Eso no significa que no sientan miedo, sino que saben cómo gestionarlo. Y esas herramientas no son innatas: se aprenden, se entrenan. La inteligencia emocional no es un lujo, es una necesidad en un mundo cada vez más imprevisible.
Por eso es tan importante que, más allá del apagón, nos preguntemos: ¿estamos dedicando tiempo a cultivar nuestra salud mental? ¿Nos damos permiso para parar? ¿Sabemos cómo cuidar de nosotros y de los demás cuando el mundo se tambalea?
Una llamada a la reflexión
Este apagón nos ha dado una lección silenciosa, sin notificaciones ni titulares. Nos ha demostrado que en medio del caos podemos encontrar belleza, que la vida tiene más matices que el blanco y el negro, y que cada uno de nosotros tiene el poder de decidir desde qué lugar quiere mirar.
Así que, la próxima vez que algo se apague —sea la luz, el internet o nuestras certezas—, tal vez podamos recordar lo que aprendimos este lunes. Tal vez podamos elegir la calma, el encuentro, la pausa.
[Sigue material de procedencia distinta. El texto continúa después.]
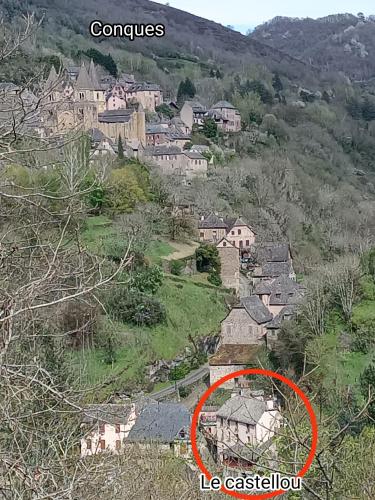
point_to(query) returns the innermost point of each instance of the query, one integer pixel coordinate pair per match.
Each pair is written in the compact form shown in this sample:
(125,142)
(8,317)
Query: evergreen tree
(277,83)
(120,149)
(186,90)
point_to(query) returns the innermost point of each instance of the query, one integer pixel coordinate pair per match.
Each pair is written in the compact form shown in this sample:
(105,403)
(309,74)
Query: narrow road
(191,378)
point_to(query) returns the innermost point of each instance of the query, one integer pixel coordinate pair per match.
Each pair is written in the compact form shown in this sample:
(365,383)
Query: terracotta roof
(234,354)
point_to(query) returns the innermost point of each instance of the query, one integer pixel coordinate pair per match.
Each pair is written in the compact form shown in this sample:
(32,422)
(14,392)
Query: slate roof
(243,409)
(108,413)
(83,79)
(279,318)
(223,105)
(194,155)
(212,221)
(274,269)
(233,354)
(162,150)
(156,128)
(256,309)
(197,107)
(245,452)
(143,87)
(216,115)
(115,116)
(160,422)
(272,252)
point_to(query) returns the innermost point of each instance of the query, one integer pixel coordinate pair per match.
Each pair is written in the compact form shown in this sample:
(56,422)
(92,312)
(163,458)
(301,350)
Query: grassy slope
(194,307)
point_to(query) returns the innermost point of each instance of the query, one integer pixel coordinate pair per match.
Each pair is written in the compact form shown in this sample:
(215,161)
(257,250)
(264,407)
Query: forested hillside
(342,42)
(96,287)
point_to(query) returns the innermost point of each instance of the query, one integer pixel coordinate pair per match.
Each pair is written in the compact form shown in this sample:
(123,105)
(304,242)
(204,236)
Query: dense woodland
(85,305)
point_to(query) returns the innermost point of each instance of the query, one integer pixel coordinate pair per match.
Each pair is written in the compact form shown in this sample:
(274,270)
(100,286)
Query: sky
(245,14)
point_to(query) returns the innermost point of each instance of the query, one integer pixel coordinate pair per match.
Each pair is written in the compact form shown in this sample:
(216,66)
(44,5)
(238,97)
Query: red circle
(266,373)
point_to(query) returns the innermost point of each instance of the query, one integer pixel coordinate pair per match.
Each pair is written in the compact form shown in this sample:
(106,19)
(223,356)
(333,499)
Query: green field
(191,310)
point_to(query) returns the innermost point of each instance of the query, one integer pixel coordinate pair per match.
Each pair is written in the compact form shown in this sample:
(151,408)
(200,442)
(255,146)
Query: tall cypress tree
(120,148)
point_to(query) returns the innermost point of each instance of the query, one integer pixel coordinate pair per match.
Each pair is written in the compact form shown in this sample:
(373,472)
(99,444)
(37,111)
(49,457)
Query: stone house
(271,261)
(230,118)
(156,134)
(279,292)
(128,123)
(245,423)
(149,95)
(172,160)
(240,234)
(165,425)
(230,358)
(274,326)
(106,426)
(213,228)
(100,144)
(230,264)
(246,323)
(195,164)
(192,113)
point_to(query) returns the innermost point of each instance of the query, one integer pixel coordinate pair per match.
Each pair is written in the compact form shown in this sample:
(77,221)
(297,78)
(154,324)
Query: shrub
(207,257)
(134,307)
(177,267)
(147,280)
(214,278)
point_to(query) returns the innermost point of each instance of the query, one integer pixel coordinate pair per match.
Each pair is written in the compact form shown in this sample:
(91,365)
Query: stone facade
(230,264)
(239,328)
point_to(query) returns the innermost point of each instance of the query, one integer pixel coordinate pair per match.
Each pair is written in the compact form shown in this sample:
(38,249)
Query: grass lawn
(159,249)
(191,310)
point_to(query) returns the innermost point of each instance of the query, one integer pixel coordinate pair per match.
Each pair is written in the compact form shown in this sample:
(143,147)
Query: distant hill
(341,42)
(185,32)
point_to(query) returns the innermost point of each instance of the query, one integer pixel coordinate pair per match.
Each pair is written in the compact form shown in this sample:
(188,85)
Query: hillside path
(191,378)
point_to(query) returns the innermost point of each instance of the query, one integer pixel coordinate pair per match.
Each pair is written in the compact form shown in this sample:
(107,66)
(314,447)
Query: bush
(207,257)
(177,267)
(134,307)
(214,278)
(147,280)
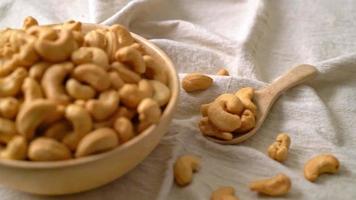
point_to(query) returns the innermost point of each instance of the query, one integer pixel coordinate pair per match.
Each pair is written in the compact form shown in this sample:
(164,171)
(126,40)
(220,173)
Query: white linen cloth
(256,41)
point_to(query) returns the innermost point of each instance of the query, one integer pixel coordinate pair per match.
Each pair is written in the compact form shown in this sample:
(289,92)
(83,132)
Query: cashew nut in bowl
(248,121)
(132,94)
(131,57)
(210,130)
(90,55)
(161,93)
(81,122)
(9,106)
(32,114)
(184,167)
(223,112)
(48,149)
(126,74)
(16,149)
(78,90)
(149,113)
(321,164)
(93,75)
(279,149)
(11,84)
(246,95)
(124,129)
(58,48)
(105,106)
(276,186)
(52,82)
(7,130)
(100,140)
(31,90)
(224,193)
(154,70)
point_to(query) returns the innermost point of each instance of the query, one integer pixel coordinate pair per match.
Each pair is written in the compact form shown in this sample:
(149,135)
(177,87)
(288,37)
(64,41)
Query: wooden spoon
(265,97)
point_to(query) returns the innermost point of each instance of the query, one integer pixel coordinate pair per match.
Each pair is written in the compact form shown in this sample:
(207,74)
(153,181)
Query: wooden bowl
(77,175)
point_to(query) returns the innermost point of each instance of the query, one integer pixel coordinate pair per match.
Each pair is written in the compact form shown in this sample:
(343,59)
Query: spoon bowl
(264,98)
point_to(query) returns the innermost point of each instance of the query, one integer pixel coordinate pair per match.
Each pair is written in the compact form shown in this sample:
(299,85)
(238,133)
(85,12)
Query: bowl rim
(174,82)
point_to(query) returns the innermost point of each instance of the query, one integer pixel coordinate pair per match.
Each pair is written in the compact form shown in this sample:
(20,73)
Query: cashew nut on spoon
(265,97)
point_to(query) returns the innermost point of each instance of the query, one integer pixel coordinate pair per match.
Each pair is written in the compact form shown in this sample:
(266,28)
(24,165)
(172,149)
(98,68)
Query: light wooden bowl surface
(77,175)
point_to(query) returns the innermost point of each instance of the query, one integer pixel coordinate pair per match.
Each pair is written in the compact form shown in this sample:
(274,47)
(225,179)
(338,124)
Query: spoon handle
(293,77)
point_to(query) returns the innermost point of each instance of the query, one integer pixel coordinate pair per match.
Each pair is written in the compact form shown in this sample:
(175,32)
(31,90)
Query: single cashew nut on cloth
(9,107)
(105,106)
(279,149)
(32,114)
(90,55)
(11,84)
(224,112)
(224,193)
(100,140)
(52,82)
(321,164)
(184,167)
(47,149)
(77,90)
(93,75)
(56,48)
(7,130)
(196,81)
(131,57)
(278,185)
(81,122)
(16,149)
Tal vez podamos aprender a vivir con más presencia, con más conciencia, con más humanidad.
Porque en un mundo hiperconectado, tal vez el verdadero lujo sea desconectar. Y en un país donde a veces nos polarizamos tanto, tal vez lo más revolucionario sea escuchar, compartir y bailar juntos bajo las estrellas.
Y tú, si se vuelve a ir la luz… ¿desde dónde vas a vivirlo?